United States President Donald Trump renewed his threat of severing relations with China on Thursday, one day after his senior diplomats had a meeting with Beijing and his business representative said he did not consider decoupling the U.S. and Chinese economies a valid alternative.

After their first high-level face-to-face diplomatic discussions in months, the top US representative for East Asia described China-US ties as "tense," though the official disclosed that China has committed to the first part of a trade accord reached this year and that the coming weeks would show if progress had been made.

The opposing positions arose as Washington challenged China's sincerity in correctly reporting on Beijing's latest COVID-19 cluster.
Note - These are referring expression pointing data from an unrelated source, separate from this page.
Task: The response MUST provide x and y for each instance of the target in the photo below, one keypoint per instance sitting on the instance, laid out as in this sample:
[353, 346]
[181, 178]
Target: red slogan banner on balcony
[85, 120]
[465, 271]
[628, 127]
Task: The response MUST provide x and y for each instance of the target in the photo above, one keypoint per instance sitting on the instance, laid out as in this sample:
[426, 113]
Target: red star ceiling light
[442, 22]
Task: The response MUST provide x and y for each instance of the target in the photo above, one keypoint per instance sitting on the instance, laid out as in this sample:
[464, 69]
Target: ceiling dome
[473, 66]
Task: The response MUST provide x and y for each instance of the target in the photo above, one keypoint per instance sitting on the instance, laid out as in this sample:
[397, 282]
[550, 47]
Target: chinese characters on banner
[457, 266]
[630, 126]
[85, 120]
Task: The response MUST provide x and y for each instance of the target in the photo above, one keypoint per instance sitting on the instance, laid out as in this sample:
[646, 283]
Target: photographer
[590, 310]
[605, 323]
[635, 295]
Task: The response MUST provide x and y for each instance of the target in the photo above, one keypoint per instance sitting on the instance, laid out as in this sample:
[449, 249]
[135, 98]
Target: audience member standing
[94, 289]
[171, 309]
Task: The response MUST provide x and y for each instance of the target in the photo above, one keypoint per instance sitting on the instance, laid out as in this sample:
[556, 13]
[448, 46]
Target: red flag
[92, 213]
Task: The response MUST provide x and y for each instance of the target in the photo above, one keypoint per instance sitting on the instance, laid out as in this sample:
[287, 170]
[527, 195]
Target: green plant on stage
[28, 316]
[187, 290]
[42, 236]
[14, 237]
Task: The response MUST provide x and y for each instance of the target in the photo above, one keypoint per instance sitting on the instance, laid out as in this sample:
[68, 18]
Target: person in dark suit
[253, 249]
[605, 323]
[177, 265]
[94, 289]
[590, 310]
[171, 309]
Trump expressed on social media that America undoubtedly retains a policy option of full decoupling from China under different conditions. 
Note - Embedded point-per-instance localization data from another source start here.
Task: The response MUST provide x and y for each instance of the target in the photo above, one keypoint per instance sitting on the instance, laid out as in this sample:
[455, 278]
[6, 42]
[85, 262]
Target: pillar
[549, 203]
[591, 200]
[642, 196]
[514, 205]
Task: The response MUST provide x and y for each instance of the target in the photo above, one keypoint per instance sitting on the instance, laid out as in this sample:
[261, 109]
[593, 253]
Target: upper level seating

The president also stated he was reacting to statements by his trade representative, Robert Lighthizer, who has been at the forefront of trade negotiations with Beijing.

On Wednesday, Lighthizer told a congressional panel that Beijing had so far adhered to the conditions of a Phase One trade deal that somehow eased the misunderstanding, and that it was now impossible to decouple the two economic giants.

On Twitter, Trump said that it was "not Ambassador Lighthizer's fault (in Committee) in that perhaps I did not make myself clear, but the US certainly does maintain a policy option ... of a complete decoupling from China," Eric Beech and Andrea Shalal of the Sydney Morning Herald, wrote.

The world's two largest economies were at complete odds over the management of the disease outbreak and the push by China to enforce security regulations on Hong Kong, among several points of tension that escalated this year.

Trump signaled a further deterioration in relations last month, saying he was not interested in talking to Chinese President Xi Jinping right now and suggested that he might even sever ties with the world's second biggest economy.

Meanwhile, US State Secretary Mike Pompeo disclosed that a top Chinese official also confirmed to him the commitment of Beijing to Phase One, which includes the mainland ramping up its buying of US goods. Pompeo met with Yang Jiechi - a veteran figure of Chinese foreign policy - in Hawaii late Wednesday, to iron out simmering frictions.

The Phase One China-US trade accord calls for China to purchase around $200 billion in additional US products and services over two years, but detractors claim the ongoing global health crisis and ensuing economic setbacks will make it hard for China to reach its goal for 2020.